Not a matter of if, but when

Binge and TV are not words that could have gone together 20 years ago. Today, streaming services such as Amazon Instant, Netflix and Roku have made TV binges part of our daily lives. And as viewers move further and further online, the way we consume content has massively shifted.

Streaming services, which I like to call “advanced TV,” address our need for discoverability as well as our craving for personalized recommendations. But their success doesn’t just mean viewers can see any show they want, when they want. It also represents a new reality in the way that TV companies make money.

While none of this is news to those of us in the industry, what I’m about to say next is more controversial. I want to be clear about my bias: I come from the digital advertising space—programmatic and real-time bidding, to be specific. And I believe that all advertising channels, including television, will be made available through programmatic channels within the next few short years, possibly sooner. It is not a matter of if, but of when.

This is because the value of traditional cable bundle—where users sign up for hundreds of ‘premium’ channels, many of which they’ll likely never watch—is under threat. In a few short seasons advanced TV has taught consumers to expect and demand a la carte options, and network broadcasters such as CBS and pay cable operators like HBO have listened and begun to take action.

The old “more is more” bundle model is dying because it stands in direct opposition to a viewer’s ability to pick and choose shows. And as the bundle goes, so goes TV’s legacy system where, for decades, most advertising has been negotiated via complicated deals where commercials were sold in bulk weeks, months or years ahead.

With advanced TV, ads can be bought and sold in real-time, as well as in advance auctions like before. But unlike before, those auctions are run on exchanges that look more like the NASDAQ than the deal table at Sterling Cooper Draper Pryce of “Mad Men” fame. (Though in fairness to Harry Crane and his giant computer, media buyers have always understood that technology could be used to increase transactional efficiency and make ads more relevant and targeted.)

To be clear, those of us in advertising—especially RTB—know that speed is not a replacement for personalization. In most TV advertising today, commercials are still bought for specific channels, specific shows, specific spots and specific DMAs, but they are not tailored to the viewer. As digital players converge with the TV business, advertisers have come to realize that ads can be more relevant and targeted than ever before.

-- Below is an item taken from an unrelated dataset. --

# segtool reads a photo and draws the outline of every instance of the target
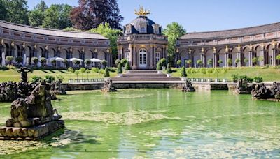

For example, in a personalized scenario, each household in a neighborhood might see a different ad during the commercial break of the next episode of a popular sitcom. In fact, it can get even more granular than that: within one household, mom might see an ad for a new car when she watches the show on TV, while Dad might see ads for a new movie when he streams the same show on his laptop. The point is that ads will be much more relevant because the future is about one-to-one impressions, not mass demographics.

TV advertising has always been about reach and branding. But in a digital world, it can do that and more. Programmatic advertising has created new winners and new losers, and entire companies are dedicated to making this change in TV advertising. According to Nielsen, more than half of global advertising (57 percent) is spent within the television channel.

As the concept of “television” evolves into advanced TV, The Trade Desk is poised with the world’s most sophisticated agencies and tech partners to seize that opportunity just as we did when publishers brought inventory into the RTB marketplace a few years ago. The speed of this paradigm shift is accelerating, and the opportunity for advertisers—and viewers—is immense.